“Survive till ’25” has been the mantra of the movie theater business — heck, the entire film industry — ever since pandemic-related delays and Hollywood’s labor strikes wreaked havoc on studio slates and production calendars. Several would-be 2024 blockbusters, like Tom Cruise’s eighth “Mission Impossible” and Marvel’s “Captain America: Brave New World,” were pushed into this calendar year instead, providing 2025 with a profusion of movies that everyone hopes will claw the box office back to something approaching its pre-COVID glory.
Can Ethan Hunt, a smattering of Earth’s Mightiest Heroes and a new generation of rogue dinosaurs come to the rescue? Will the star power of Leonardo DiCaprio, Brad Pitt and Dwayne Johnson help boost their risky original movies to fame and fortune? Variety peers into its crystal ball to forecast the year’s triumphs, misfires — and everything in between.
Avatar: Fire and Ash (Disney)
Release date: Dec. 19
Thrill factor: Three years ago, “Avatar: The Way of Water” grossed $2.3 billion and proved beyond a doubt that audiences remain insatiable for the sci-fi saga of Jake Sully (Sam Worthington) and Neytiri (Zoe Saldaña) on the alien moon of Pandora.
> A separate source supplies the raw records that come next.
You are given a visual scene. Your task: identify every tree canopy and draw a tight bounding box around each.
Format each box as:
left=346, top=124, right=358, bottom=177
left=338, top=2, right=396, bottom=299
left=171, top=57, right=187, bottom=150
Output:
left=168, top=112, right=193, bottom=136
Now James Cameron returns with the third chapter, which as the title implies, will introduce the “Ash People” clan of the Na’vi.
Chill factor: Maybe a three-year gap is too … short … for “Avatar” movies?
Verdict: Never bet against Cameron: Disney will put another $2 billion in the bank.
The Conjuring: Last Rites (Warner Bros.)
Release date: Sept. 5
Thrill factor: Across eight films, the “Conjuring” universe has quietly risen to become the highest-grossing horror franchise in history. Patrick Wilson and Vera Farmiga are back as ghost hunters for what’s billed as the final entry in the occult-tilted series.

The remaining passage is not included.